In den 90er Jahren hieß die Königsdisziplin im Mountainbiking »Freeriding«. Es definierte sich durch hohe Sprünge und schnelle Abfahrten auf extra angelegten Wettkampfstrecken in Kanada. Das faszinierte mich als langjähriger Bike Journalist – aber ich wollte doch lieber in meiner Heimat Innsbruck fahren. Also trommelte ich ein paar Freunde zusammen und wir erklommen mit Freeridern die Berge. Teils fahrend, teils tragend. Das Kriterium bergab war nicht Geschwindigkeit, sondern das Bewältigen höchster Schwierigkeitsgrade.

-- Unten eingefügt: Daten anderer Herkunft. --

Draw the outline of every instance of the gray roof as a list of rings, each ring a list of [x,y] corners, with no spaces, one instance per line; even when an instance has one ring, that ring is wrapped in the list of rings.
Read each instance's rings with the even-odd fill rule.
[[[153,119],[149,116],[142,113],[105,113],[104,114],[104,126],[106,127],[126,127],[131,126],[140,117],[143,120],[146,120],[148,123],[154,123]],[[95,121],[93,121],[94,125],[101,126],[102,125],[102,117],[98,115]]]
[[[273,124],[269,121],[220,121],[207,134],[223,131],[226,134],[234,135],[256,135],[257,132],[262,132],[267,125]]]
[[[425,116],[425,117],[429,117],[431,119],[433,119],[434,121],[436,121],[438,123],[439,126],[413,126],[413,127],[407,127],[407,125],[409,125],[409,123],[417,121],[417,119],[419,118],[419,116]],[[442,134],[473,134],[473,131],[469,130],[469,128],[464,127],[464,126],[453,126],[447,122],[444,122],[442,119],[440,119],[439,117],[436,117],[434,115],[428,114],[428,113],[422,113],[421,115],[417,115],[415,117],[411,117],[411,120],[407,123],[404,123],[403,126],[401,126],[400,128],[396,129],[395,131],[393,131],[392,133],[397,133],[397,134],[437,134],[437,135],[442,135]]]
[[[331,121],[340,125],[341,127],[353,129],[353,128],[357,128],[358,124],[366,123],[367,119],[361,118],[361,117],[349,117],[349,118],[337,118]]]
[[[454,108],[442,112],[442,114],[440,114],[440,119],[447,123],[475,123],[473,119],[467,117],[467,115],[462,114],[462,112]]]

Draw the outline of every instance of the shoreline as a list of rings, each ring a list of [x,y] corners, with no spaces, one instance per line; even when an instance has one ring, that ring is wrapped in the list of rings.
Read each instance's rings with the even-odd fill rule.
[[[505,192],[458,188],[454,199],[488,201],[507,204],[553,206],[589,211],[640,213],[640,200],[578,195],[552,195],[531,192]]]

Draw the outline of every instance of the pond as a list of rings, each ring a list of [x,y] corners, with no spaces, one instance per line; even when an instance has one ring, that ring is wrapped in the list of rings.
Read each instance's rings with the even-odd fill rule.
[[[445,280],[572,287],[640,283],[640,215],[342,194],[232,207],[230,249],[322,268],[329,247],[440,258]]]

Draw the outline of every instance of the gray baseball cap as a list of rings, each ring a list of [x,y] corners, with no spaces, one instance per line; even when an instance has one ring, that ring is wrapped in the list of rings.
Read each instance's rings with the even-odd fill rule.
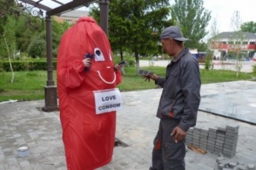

Gemeinsam erschlossen wir viele Trails rund um Innsbruck, Abenteuer Biken pur! Aber auch das Karwendel, die Lechtaler Alpen, die Ötztaler Alpen, Südtirol und die Region um den Gardasee waren vor uns nicht sicher. Wir nannten uns »Vertrider«. Ich war für die Öffentlichkeitsarbeit, Fotos, Film und Sponsoren zuständig, und gründete das Vertride Team.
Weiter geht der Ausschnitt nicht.